There are strong indicators that Russian federal agencies have recently enhanced their cyber attacks against Ukrainian networks and systems. The goal is to take over critical infrastructures and to steal private and secret information.
Ukrainian cybersecurity experts continue to examine these attacks and to reveal their origin to the general public both domestically and abroad. Evidence of these aggressive actions might prove to be very useful for Ukrainian representatives in future negotiations of the Minsk agreements as well as in the international courts.
As for the latest cyber-attacks, one can correlate the increasing number with three major developments:
– Ukrainian Orthodox church autocephality process;
– Minsk contact group meetings intensification;
– Ukrainian presidential elections in 2019.
Evidence of the Russian Federation’s violation of Ukrainian systems is abundant in the virtual space. Experts are certain that Russia no longer attempts to hide its activities in order to demonstrate their potential for intimidation.
For instance, according to anonymous sources, the recent attempt of attack aimed at the top-level representative of Ukrainian Presidential Administration contained two signs of Russian trace. One of the delimiters in the data package is “versiya,” which translates to English “version” but appears in the Russian language with a Latin transliteration. Besides, one of the extracted files executes the parameter “blbntdgbplerfhfgepbrb,” which is an obscene phrase in the Russian language typed on an English keyboard layout.
Furthermore, several days ago Ukraine’s Cyberpolice and Security Service of Ukraine SBU reported a powerful attack at Ukrainian notary network. Several notaries received an email in formal Ukrainian style, that by the way is suggesting that the sender knows the Ukrainian language very well. Included was a malicious attachment that was a repacked version of Russian software RMS “TektonIT.” This software has caused a lot of harm and lead to many irreversible actions.
For the past four years, Ukraine has witnessed an increasing number of high-level cyber attacks on both Ukrainian state agencies and critical infrastructures.

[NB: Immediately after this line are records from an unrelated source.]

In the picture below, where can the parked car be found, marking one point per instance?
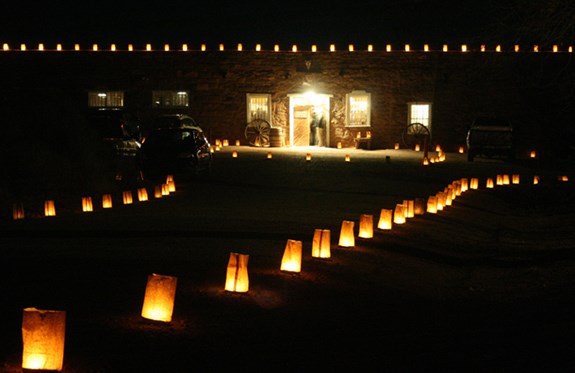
(119, 132)
(176, 145)
(490, 137)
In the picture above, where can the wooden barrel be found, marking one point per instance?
(277, 138)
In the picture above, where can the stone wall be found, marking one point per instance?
(535, 90)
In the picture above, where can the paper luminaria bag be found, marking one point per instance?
(237, 279)
(159, 297)
(43, 337)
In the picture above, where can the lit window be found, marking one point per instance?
(358, 109)
(106, 99)
(170, 99)
(259, 107)
(419, 113)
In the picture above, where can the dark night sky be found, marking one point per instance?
(300, 22)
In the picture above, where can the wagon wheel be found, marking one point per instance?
(258, 132)
(416, 133)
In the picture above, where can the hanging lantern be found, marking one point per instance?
(158, 191)
(87, 204)
(321, 244)
(237, 279)
(409, 208)
(107, 201)
(474, 183)
(49, 208)
(291, 260)
(448, 195)
(17, 211)
(165, 190)
(159, 298)
(127, 197)
(385, 219)
(43, 336)
(399, 214)
(489, 183)
(346, 235)
(432, 204)
(440, 201)
(365, 226)
(419, 206)
(142, 194)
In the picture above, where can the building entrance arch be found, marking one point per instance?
(302, 107)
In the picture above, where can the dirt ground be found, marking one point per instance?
(485, 285)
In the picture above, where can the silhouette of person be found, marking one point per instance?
(317, 128)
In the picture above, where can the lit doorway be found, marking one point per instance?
(301, 108)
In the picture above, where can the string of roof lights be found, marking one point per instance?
(294, 48)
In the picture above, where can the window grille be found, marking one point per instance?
(170, 99)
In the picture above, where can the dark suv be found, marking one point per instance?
(490, 137)
(175, 145)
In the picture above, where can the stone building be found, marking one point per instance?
(373, 93)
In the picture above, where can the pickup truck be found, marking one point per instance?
(490, 137)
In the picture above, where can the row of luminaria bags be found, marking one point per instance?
(162, 190)
(43, 331)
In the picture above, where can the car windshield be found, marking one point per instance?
(170, 137)
(491, 122)
(174, 121)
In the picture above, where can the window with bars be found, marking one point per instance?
(358, 109)
(419, 112)
(106, 99)
(170, 99)
(259, 107)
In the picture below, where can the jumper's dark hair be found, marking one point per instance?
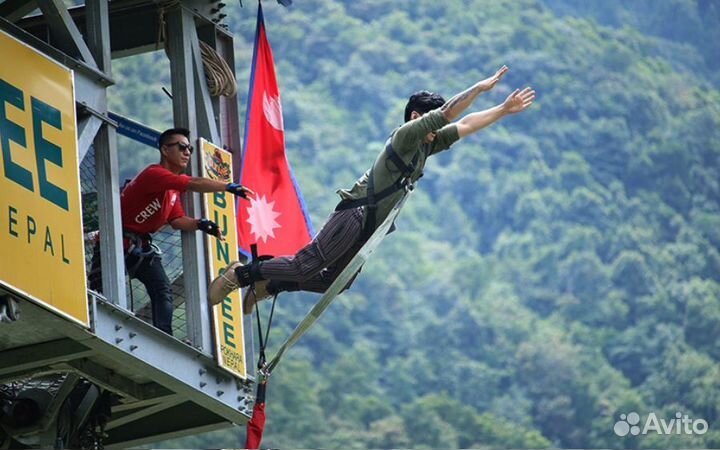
(422, 102)
(165, 136)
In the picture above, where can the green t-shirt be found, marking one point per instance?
(407, 141)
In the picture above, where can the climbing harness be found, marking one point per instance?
(370, 202)
(265, 367)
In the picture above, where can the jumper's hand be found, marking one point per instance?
(519, 100)
(239, 190)
(490, 82)
(211, 228)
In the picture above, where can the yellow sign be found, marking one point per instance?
(41, 239)
(220, 208)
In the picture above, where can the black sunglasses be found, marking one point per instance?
(181, 146)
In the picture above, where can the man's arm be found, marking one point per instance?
(200, 184)
(516, 102)
(460, 102)
(186, 223)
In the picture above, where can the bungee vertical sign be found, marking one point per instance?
(220, 208)
(41, 237)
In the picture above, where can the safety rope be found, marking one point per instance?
(220, 77)
(339, 284)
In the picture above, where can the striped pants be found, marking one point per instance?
(316, 265)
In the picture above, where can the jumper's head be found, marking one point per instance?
(420, 103)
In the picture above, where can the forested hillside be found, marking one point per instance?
(550, 273)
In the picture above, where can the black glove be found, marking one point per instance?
(237, 189)
(209, 227)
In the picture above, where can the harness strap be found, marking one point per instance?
(372, 199)
(337, 286)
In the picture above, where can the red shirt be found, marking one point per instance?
(152, 199)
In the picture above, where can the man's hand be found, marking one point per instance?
(211, 228)
(490, 82)
(239, 190)
(519, 100)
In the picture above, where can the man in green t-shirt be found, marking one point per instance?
(428, 130)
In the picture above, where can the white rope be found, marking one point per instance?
(337, 286)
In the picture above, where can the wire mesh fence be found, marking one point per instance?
(167, 239)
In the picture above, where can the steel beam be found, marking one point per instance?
(141, 414)
(82, 70)
(143, 349)
(181, 420)
(112, 381)
(111, 243)
(65, 33)
(41, 355)
(136, 405)
(87, 129)
(14, 10)
(97, 24)
(182, 24)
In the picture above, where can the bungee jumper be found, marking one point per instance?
(428, 130)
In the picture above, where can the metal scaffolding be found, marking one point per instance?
(126, 382)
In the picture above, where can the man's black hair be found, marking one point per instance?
(422, 102)
(165, 136)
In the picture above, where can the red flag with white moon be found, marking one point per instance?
(275, 219)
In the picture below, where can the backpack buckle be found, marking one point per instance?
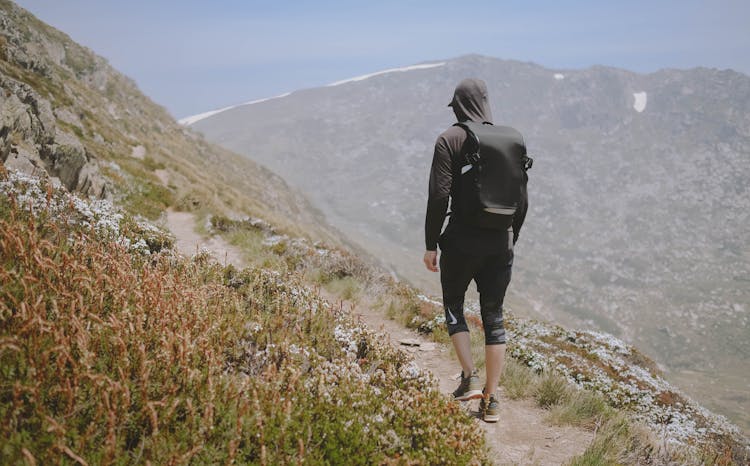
(472, 159)
(527, 162)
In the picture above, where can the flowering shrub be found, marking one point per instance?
(110, 356)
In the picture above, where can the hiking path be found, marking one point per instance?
(522, 436)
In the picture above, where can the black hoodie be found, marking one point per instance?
(470, 103)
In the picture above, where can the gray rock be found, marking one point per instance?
(67, 158)
(25, 161)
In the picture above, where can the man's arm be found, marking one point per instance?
(523, 207)
(441, 177)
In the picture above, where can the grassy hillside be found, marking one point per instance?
(112, 354)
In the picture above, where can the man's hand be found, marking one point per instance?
(430, 260)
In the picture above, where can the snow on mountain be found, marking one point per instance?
(640, 101)
(423, 66)
(189, 120)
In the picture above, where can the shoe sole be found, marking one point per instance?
(472, 395)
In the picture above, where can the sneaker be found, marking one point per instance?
(489, 408)
(469, 389)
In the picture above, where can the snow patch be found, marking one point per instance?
(391, 70)
(189, 120)
(640, 101)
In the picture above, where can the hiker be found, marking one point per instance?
(478, 241)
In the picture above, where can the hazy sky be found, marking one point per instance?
(192, 56)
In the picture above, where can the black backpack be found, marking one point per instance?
(493, 173)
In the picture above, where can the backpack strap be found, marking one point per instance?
(471, 158)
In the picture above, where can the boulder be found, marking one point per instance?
(67, 157)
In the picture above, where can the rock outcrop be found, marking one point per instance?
(31, 140)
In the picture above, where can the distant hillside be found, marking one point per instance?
(639, 195)
(66, 112)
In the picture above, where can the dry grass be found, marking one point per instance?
(109, 357)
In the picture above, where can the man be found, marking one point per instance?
(469, 251)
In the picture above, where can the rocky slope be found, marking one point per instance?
(639, 197)
(67, 114)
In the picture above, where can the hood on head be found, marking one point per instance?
(470, 101)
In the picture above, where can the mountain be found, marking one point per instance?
(67, 114)
(165, 359)
(639, 196)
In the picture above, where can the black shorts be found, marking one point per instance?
(490, 272)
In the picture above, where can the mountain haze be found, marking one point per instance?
(638, 223)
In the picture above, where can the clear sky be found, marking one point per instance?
(192, 56)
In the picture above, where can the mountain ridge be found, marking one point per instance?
(191, 119)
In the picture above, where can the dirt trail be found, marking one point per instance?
(188, 242)
(521, 436)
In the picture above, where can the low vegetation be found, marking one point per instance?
(110, 354)
(595, 381)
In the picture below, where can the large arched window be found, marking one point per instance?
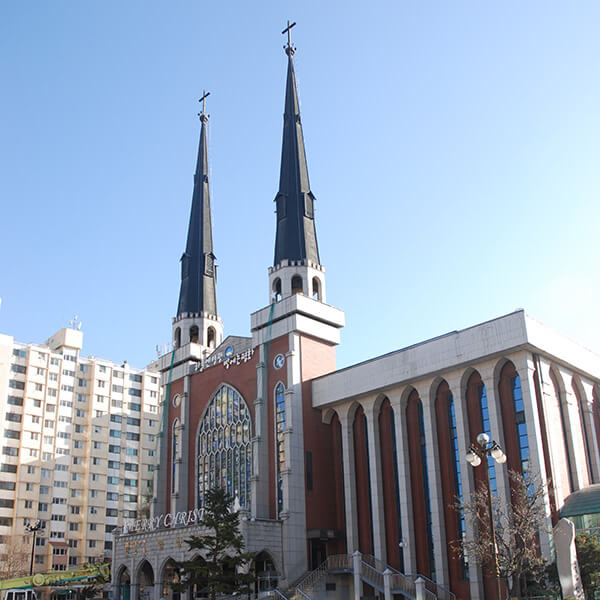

To mention just a few, in 2015, a first-of-its-kind cyber attack on a power grid cut the lights for thousands of people in western Ukraine. In 2017, a malware called Petya swamped websites belonging to Ukrainian organizations, including banks, ministries and electricity suppliers. It was estimated that 80 percent of all infections were in Ukraine, with Germany hit the second-hardest at about 9 percent, other countries were also affected. The estimated losses from Petya and Wannacry malware around the world total $8 billion. These attacks are attributed to Russia.
Nowadays, Ukraine is dealing with a unique situation in the security sector. A permanent “hybrid” conflict in Donbas, the annexation of the Crimean Peninsula, frequent cyber attacks on critical and private infrastructures throughout Ukraine, numerous attempts to influence Ukrainian and European citizens through propaganda – these are only a portion of the threats Ukraine faces within a “hybrid war.” Ukraine has experience in resisting these threats, but it is not sufficient as of now. This is why Ukraine needs to involve more international experts, especially in the security sector, in order to create solutions to cope with all of the threats and challenges which target Ukraine on a daily basis. Therefore international cooperation, including within NATO programs, is becoming more important than ever before.
In conclusion, it should be mentioned that the cybersecurity issue in the 21st century is crucial and vital. This challenge concerns not only Ukraine, with its permanent conflict situation, but every country as well. In order to better cope with future threats, we need to unite our efforts in this struggle. Only together can we build a cyber-safe area around European countries.